The South Dakota Republican Party is in peril after a state GOP senator's aide recently alleged that she was harassed by her boss for vaccinating her child, The Associated Press (AP) reports.

This comes as some hard-right South Dakota Republicans, under the guidance of Governor Kristi Noem, actively stir up controversy within the party by "pushing for hard-line stands on social issues and passionately staking out positions that defy evidence, whether it is from medical authorities or election officials," per the Associated Press.

Among the group of hard-right Republicans is Senator Julie Frye-Mueller, who is currently suspended after she was accused of harassing her aide following an incident that occurred between the two in the lawmaker's office.

According to AP, both the senator and the anonymous aide confirm that their discussion about a draft bill somehow morphed into a conversation about "childhood vaccinations and breastfeeding," and went downhill from there — although their stories differ.

The aide recalled in her complaint that after she responded “yes” to Frye-Mueller’s question about whether she had vaccinated her child, the senator “pointed her finger and aggressively told her the child could have health issues or die.”

AP reports that during her testimony before the Senate committee, Frye-Mueller said "she questioned whether newborn babies in Pierre were receiving vaccinations and informed the aide about legislation that would have eliminated school requirements for childhood vaccinations."

The senator’s husband, Mike Mueller, was also present in the office during the debacle and played a part in the alleged harassment, per the aide’s complaint.

When the topic of conversation switched to breastfeeding, the aide recalled she said to Frye-Mueller that “she wished she could breastfeed,” to which the senator allegedly said “the aide’s husband could ‘suck on her breasts’ to get milk to come in.” In response, Mr. Mueller allegedly “smiled and nodded.”

During testimony, Frye-Mueller disagreed with the aide's memory of what occurred in that moment, alleging that the aide first "brought up breastfeeding," to which the senator asked "whether she wanted advice she had received as a young mother," and once given consent, she told the aide, “Have your husband help.”

Furthermore, Frye-Mueller described the aide's account of the incident as “shocking and filthy,” asserting that she was "falsely accused" and that her remarks can be classified as "an issue of freedom of speech."

Still, South Dakota Republicans “treated the incident as a personal issue and a serious harassment allegation,” placing Frye-Mueller on suspension and voting to censure her amid an investigation. However, the senator’s suspension has since ended.

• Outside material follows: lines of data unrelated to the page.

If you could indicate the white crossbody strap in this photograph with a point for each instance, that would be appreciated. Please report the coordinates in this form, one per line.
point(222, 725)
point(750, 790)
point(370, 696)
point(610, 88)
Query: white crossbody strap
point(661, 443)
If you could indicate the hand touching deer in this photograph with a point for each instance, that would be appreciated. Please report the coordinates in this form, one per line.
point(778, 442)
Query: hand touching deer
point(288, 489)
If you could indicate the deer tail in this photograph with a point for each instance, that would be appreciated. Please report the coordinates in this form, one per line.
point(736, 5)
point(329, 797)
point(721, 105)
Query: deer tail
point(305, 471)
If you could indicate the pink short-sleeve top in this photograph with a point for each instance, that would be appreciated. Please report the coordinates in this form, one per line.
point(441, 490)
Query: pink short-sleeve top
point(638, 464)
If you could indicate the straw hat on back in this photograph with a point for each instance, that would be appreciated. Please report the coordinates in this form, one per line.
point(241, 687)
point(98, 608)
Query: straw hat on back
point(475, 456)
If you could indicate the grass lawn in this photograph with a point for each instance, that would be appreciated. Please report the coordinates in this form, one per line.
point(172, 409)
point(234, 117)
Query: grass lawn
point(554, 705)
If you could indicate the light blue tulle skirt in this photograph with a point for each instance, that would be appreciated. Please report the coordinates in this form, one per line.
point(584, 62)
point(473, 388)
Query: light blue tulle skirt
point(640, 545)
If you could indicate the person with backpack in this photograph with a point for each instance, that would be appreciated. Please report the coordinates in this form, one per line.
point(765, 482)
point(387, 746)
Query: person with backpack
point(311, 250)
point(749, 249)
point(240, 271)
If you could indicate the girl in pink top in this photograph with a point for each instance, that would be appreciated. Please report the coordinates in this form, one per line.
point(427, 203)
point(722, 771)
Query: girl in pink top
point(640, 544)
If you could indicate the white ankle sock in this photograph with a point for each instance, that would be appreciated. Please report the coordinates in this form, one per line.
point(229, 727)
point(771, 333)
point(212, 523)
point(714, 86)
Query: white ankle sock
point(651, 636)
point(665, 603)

While testifying, Frye-Mueller alleged that GOP Senate Pro Tempore Lee Schoenbeck's recent Facebook post “about the death of a family cat” was “proof of a conspiracy that he was employing a ‘dead cat strategy’ of drawing attention to something shocking to distract media attention from another story.”

Although known for often blasting his hard-right colleagues, and calling the senator and other South Dakota GOPers “wackadoodles,” Schoenbeck contends the post was about nothing other than the loss of a family pet, according to AP.

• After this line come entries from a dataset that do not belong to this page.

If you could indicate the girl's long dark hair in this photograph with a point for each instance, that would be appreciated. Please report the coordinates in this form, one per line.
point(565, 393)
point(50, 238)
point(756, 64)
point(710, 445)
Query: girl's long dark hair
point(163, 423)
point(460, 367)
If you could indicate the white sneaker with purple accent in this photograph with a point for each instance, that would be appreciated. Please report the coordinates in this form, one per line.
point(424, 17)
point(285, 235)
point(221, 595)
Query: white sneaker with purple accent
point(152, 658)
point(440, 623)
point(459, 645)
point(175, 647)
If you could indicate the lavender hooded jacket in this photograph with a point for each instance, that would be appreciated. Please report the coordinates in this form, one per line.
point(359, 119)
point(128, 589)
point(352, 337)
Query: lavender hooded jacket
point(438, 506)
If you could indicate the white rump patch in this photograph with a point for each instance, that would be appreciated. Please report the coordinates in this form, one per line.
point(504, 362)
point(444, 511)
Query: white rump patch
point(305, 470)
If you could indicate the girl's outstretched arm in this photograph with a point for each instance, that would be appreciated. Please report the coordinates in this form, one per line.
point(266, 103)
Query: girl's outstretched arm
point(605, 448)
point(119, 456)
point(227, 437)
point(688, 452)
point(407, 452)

Former South Dakota GOP Senator Tom Dempster said, “When you have a supermajority, you will always tear yourself apart. The primary system incentivizes extreme candidates.”

Professor of political science and history at the University of Rochester, Gerald Gamm said, “Polarization at the state level is probably as high today as it’s ever been."

Regardless of the clear party tension, Frye-Mueller's supporters continue to stand by her side, having recently "drafted a resolution to back" the senator.